Robert Griffin III has signed with the Cleveland Browns. The Redskins now have nothing to show for the blockbuster 2012 trade besides memories.
Some have wondered if the Redskins will be eligible to get a compensatory pick for losing Griffin. The answer is, no, they won’t. Only players who play out their contracts and leave are counted in the complex formula the NFL uses to determine compensatory pick awards (scroll down in this article for a good explanation of how it works; the NFL’s exact formula is not available to the public). Since the Redskins will be releasing Griffin from the fifth-year option of his rookie contract they will not be eligible for a compensatory pick due to his departure.
Would they have received a comp pick if they had not picked up the option and had just let him become a free agent? Possibly. His departure would have gone into the formula that determines the distribution of the picks. But that doesn’t mean that the Redskins would necessarily have received a pick for Griffin.

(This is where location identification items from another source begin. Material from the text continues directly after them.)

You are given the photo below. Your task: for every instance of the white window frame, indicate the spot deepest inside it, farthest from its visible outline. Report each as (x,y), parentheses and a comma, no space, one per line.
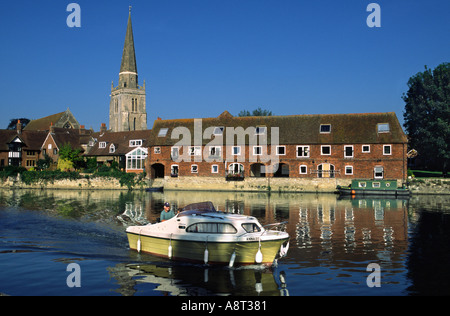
(217,149)
(218,130)
(260,130)
(172,167)
(135,159)
(300,169)
(255,149)
(321,150)
(172,152)
(345,151)
(349,168)
(375,174)
(135,143)
(278,150)
(365,151)
(390,150)
(163,132)
(195,150)
(381,128)
(303,151)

Why? As noted in the article linked above, free agents lost are balanced against free agents signed when the picks are determined. So a potential pick for Griffin could be cancelled out if the Redskins were to acquire another team’s free agent.
To take one more step down this hypothetical road, even if the Redskins had been able to get a pick for Griffin it would not have been a very high pick. The round of the pick is determined by the value of the player’s contract. When Griffin signs with another team the contract is likely to be a short-term “prove it” deal. This means one or two years at maybe a million dollars per. That kind of deal translates into a pick in the sixth or seventh rounds.
Certainly, such a pick has some value and in the hands of Scot McCloughan it could turn into a productive player. But they have no chance to get anything back for Griffin thanks to the organization’s controversial decision to pick up his option.